O lado esquerdo da vida

Vera Lisa Barroso

Embora barbaridades do género de amarrar a mão esquerda da criança, para ela se adaptar à mão direita já não se pratiquem, o facto é que os canhotos continuam em “desvantagem” na nossa sociedade.

Em pequenos-grandes detalhes que afectam o seu quotidiano. Qualquer canhoto está neste momento a abanar com a sua cabeça lembrando-se das maçanetas das portas, dos corrimões das escadas, teclados e ratos de computador, abre-latas, tesouras… E embora existam hoje muitos produtos concebidos para canhotos, a desvantagem ainda existe.

Durante muitos anos, ser canhoto era considerado um defeito que tinha de ser corrigido. E alguns professores não hesitavam em usar a palmatória para ensinar essa lição aos alunos que insistissem em escrever com a mão esquerda.

De facto, o que determina se a pessoa será destra ou canhota é o cérebro. Este está dividido em 2 hemisférios, sendo que cada um controla a parte oposta do corpo. A preferência para usar uma mão mais do que a outra é chamada dominância lateral e a sua determinação pode ser dificil, uma vez que nem todos preferem uma mão para fazer todas as tarefas! Por exemplo, uma pessoa poderá comer a sopa com a mão direita, mesmo usando a esquerda para escrever.

Algumas pessoas são nitidamente destras e outras são nitidamente esquerdinas, mas entre estes dois extremos situam-se um grande número de pessoais mais ou menos lateralizadas e mais ou menos ambidestras, de dificil definição concreta.

Sabemos que até aos 6 anos a criança aprende a utilizar um dos lados como dominante, realizando actividades com uma das mãos melhor do que com a outra. No inicío da vida, quase não há prevalência de nenhum dos hemisférios.

A criança pega os objectos com as duas mãos, de forma proporcional para os dois lados. A partir do 2º mês, as acções da criança são mais unilaterais, dependendo o lado do tipo de movimento a ser realizado, estímulo, intensidade, etc.

Entre o 4º e o 7º mês ela ainda não consegue segurar dois objectos aos mesmo tempo, um em cada mão; quando vê algo novo, larga o que tinha na mão. Ao 7º mês, a criança pode segurar numa das mãos um objecto, enquanto abre a outra mão para segurar outro.

Até ao ano de idade não se verifica nenhuma preferência pelo uso de uma ou outra mão. A partir desta altura, uma mão torna-se mais hábil, apresenta mais facilidade e começa a dominar mais. A lateralidade começa a evidenciar-se neste período, mas só se pode falar em predominância entre os 5 e 7 anos de idade.

A dominância lateral é por isso progressiva, evidenciando não só o uso predominante de uma das mãos, como também da melhor perna para chutar a bola, do ouvido mais apurado, do olho mais atento. É importante perceber-se que a lateralidade deve surgir naturalmente e não deve ser imposta.
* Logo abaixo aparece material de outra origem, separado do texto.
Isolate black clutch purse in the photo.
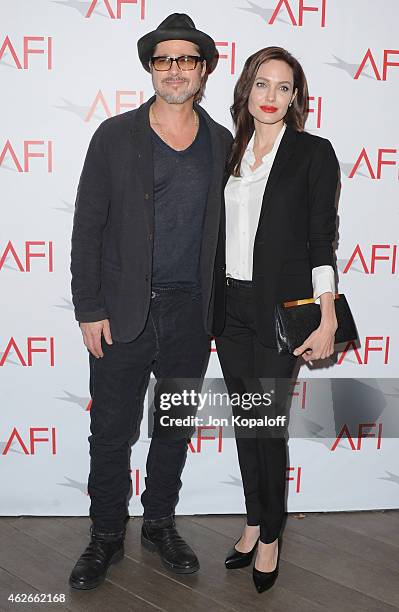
[275,293,358,353]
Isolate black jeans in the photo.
[88,287,210,531]
[216,281,297,543]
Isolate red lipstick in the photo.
[260,106,278,113]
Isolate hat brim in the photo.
[137,28,217,72]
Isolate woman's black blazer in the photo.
[214,125,339,347]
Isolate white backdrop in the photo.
[0,0,399,515]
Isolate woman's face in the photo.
[248,60,297,125]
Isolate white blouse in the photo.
[225,124,335,303]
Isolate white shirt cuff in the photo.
[312,266,336,304]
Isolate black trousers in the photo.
[216,280,297,543]
[88,287,210,531]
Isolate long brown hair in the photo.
[227,47,308,176]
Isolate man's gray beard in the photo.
[154,82,201,104]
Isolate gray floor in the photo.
[0,510,399,612]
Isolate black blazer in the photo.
[215,125,339,347]
[71,96,232,342]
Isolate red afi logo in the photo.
[337,336,391,365]
[0,240,54,272]
[353,49,399,81]
[84,89,144,121]
[188,425,223,453]
[268,0,327,28]
[343,244,398,274]
[0,140,53,172]
[2,427,57,455]
[0,36,53,70]
[0,336,54,367]
[85,0,145,21]
[330,423,382,451]
[215,41,236,74]
[348,147,398,180]
[285,465,302,493]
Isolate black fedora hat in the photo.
[137,13,217,72]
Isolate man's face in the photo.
[150,40,206,104]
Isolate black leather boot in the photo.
[141,517,199,574]
[69,526,125,590]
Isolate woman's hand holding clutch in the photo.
[294,292,338,365]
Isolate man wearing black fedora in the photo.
[69,13,232,589]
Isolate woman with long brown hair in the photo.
[216,47,338,592]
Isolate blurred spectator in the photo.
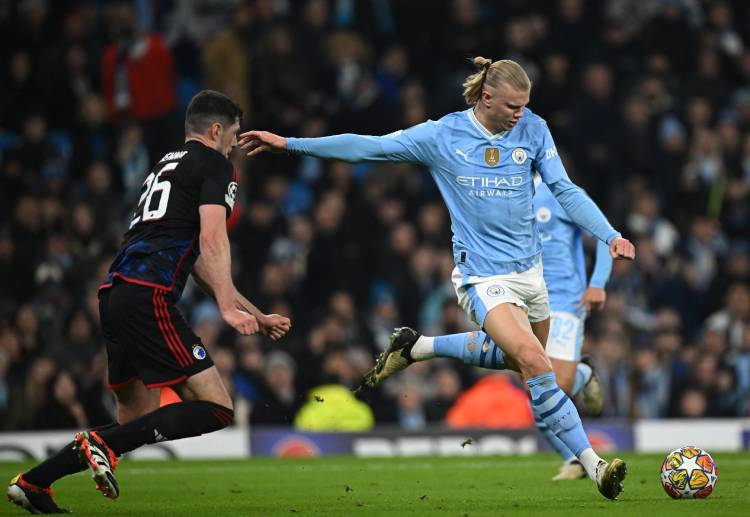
[101,0,179,161]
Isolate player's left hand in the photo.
[258,314,292,341]
[579,287,607,314]
[609,237,635,260]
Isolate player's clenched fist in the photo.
[221,309,260,336]
[258,314,292,341]
[609,237,635,260]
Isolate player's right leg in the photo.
[483,303,626,499]
[79,283,234,474]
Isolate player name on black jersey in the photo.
[101,140,237,300]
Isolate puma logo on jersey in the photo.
[224,181,238,209]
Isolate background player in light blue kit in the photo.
[241,57,635,499]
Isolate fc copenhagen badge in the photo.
[484,147,500,167]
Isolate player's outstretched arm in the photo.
[240,131,287,156]
[240,121,437,164]
[547,175,635,260]
[193,205,259,335]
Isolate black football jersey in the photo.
[101,140,237,300]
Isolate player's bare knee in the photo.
[516,346,552,378]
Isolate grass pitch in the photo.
[0,453,750,517]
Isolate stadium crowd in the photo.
[0,0,750,430]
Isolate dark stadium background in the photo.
[0,0,750,445]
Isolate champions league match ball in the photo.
[661,446,719,499]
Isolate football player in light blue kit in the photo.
[534,177,612,481]
[240,57,635,499]
[376,175,612,481]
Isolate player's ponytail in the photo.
[463,56,531,106]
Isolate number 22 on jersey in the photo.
[130,162,180,228]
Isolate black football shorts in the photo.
[99,280,214,388]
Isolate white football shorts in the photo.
[546,306,586,363]
[451,260,549,327]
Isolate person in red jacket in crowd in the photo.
[101,1,181,158]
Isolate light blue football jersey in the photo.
[534,179,612,314]
[287,108,617,278]
[382,108,565,276]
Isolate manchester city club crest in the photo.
[484,147,500,167]
[510,147,527,165]
[193,345,206,361]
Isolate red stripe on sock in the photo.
[160,292,194,364]
[211,409,227,427]
[152,289,185,368]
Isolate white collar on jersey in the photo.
[466,108,508,142]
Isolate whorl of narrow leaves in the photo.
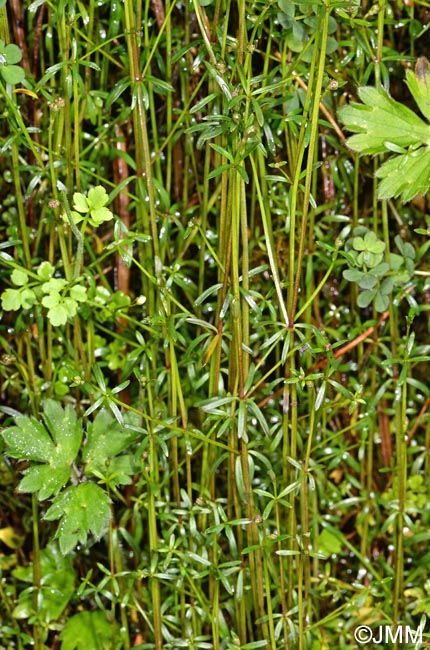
[339,57,430,202]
A criança precisa experienciar os dois lados sem ninguém interferir: os pais não devem direccioná-la. A incompreensão destes, ou dos outros adultos que trabalham e convivem com as crianças, podem levar a condutas incorrectas, como a de forçar a criança a usar a mão oposta à da sua dominância, podendo surgir problemas, desde distúrbios na aprendizagem até insegurança e dificuldades graves na auto-estima.

Deve oferecer-se às crianças um ambiente livre de tensões e limitações, encarando com naturalidade se elas preferirem a mão esquerda à direita.

Ambas as estruturas mentais, de canhotos e de destros, funcionam qualitatitavamente ao mesmo nível. Investigações neste campo têm provado não haver quaisquer diferenças intelectuais. Se há canhotos que experimentam algumas dificuldades é apenas porque têm que se adaptar a um contexto organizado e com objectos só para destros.

E é daí que advêm algumas pequenas diferenças nas crianças, que se notam particularmente na escola. as noções de espacialidade, tais como dentro, fora, frente, atrás, direita, esquerda, perto, longe vão-se adquirindo nas vivências práticas do dia-a-dia. Logo, num mundo de destros, os esquerdinos terão menos oportunidades de “experienciação” que lhes permitam uma lateralidade tão qualitativa como para os destros.

É frequente as crianças canhotas fazerem desenhos que são a imagem em espelho das figuras copiadas. Por vezes, também escrevem em espelho, isto é, escrevem letras ao contrário, nomeadamente “E”, “7”, “3”, “5”, “L”. Ou fazem inversões de letras numa palavra: “UO” em vez de “OU”. Ou confusões como “PARTO” em vez de “PRATO”, “ESTE” em vez de “SETE”. No entanto, tudo isto é facilmente corrigido em crianças sem outras dificuldades. Basta estar atento!